Step2 – Identify Candidate Matches
Given a database of any reasonable size, it would not be practical to attempt to match your target record to every entry on the database – the likelihood is it would take too long. Pretty much all matching software will address this problem by reducing the number of candidate matches by means of an index or preliminary match key. This is designed to retrieve database entries which might match to your target record. This can be a tricky business. You don’t want to retrieve excessive numbers of candidates. Neither do you want to risk not retrieving the data you are looking for. And on what criteria do you retrieve the candidates. Postcode is an obvious and common choice but the postcode on your target record could be missing or incorrect. Indeed any piece of data within your target record could contain inaccuracies which could compromise the identification of candidates, resulting in failure to retrieve and subsequently failure to match, thereby creating duplicates within your database.
Step 3 – Decision
You have your target record. You have a list of possible candidates retrieved from your database. One or more of those candidates may match to your target record. This is where the decision making algorithm takes over, comparing your target record to each candidate in turn and deciding whether the business rules which define a match have been met.

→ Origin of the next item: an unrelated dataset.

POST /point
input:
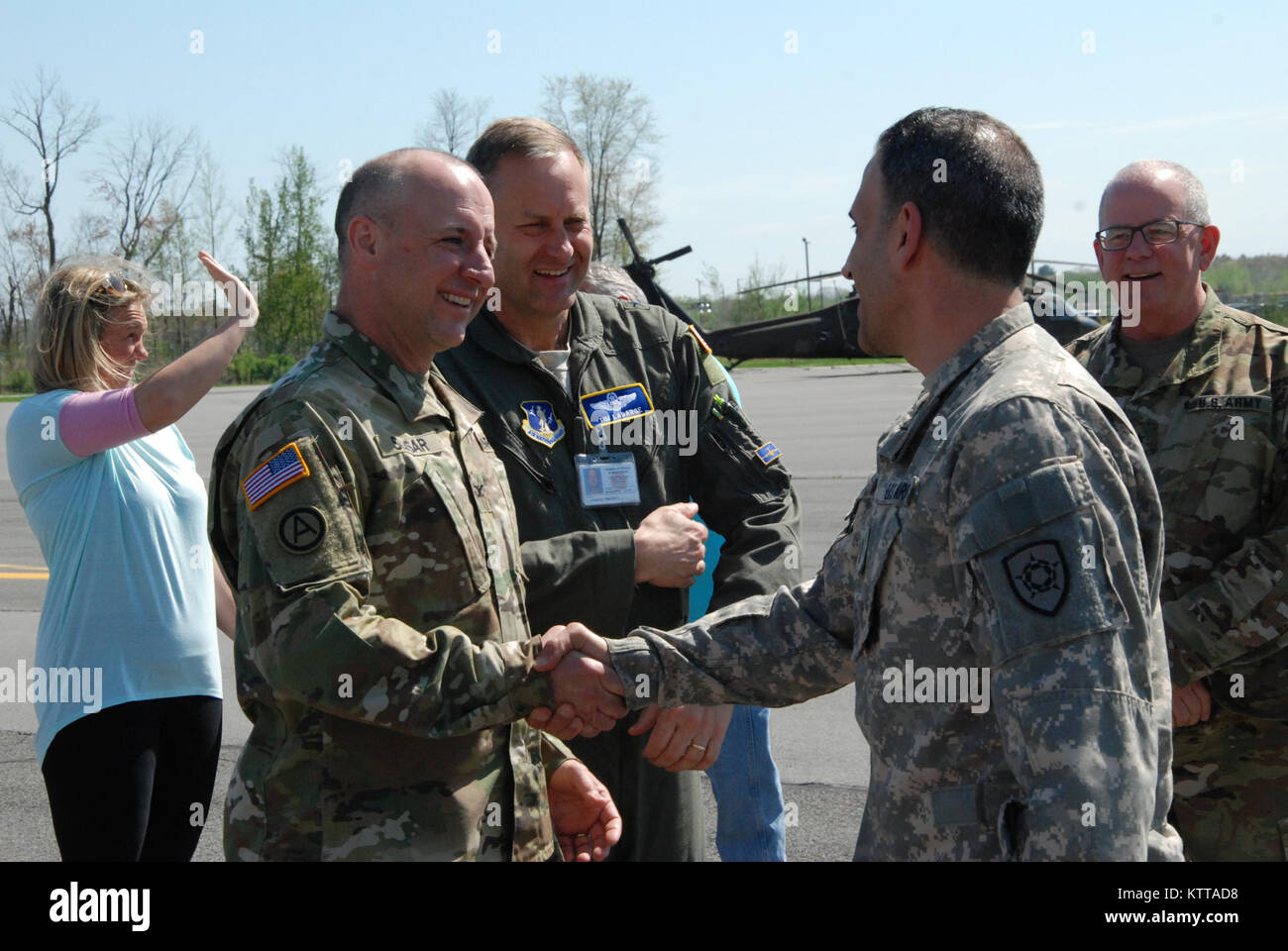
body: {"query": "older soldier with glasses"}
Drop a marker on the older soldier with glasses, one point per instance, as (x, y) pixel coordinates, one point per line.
(1206, 388)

No matter what the sales material tells you (if it tells you anything at all!), all name and address matching software will adopt these three underlying steps. The secret to successful matching is to get each of these three steps to work in harmony. All too often deficiencies in one step are compensated for by additional processing in the other steps and this can lead to a vicious circle of compromise and complexity. A salesman will paint a picture of super efficient code, class leading mathematical scoring modules, intelligent decisioning software etc. The developers will most likely paint a different picture of work around, quick fix’s, special processing and exceptions. This is not a criticism of the developers. Few pieces of software are written from scratch. All software goes through the normal product lifecycle from inception, through maturity and finally reaches the end of its life when it becomes impossible to cram any more fix’s into it. And name and address matching is very, very complicated.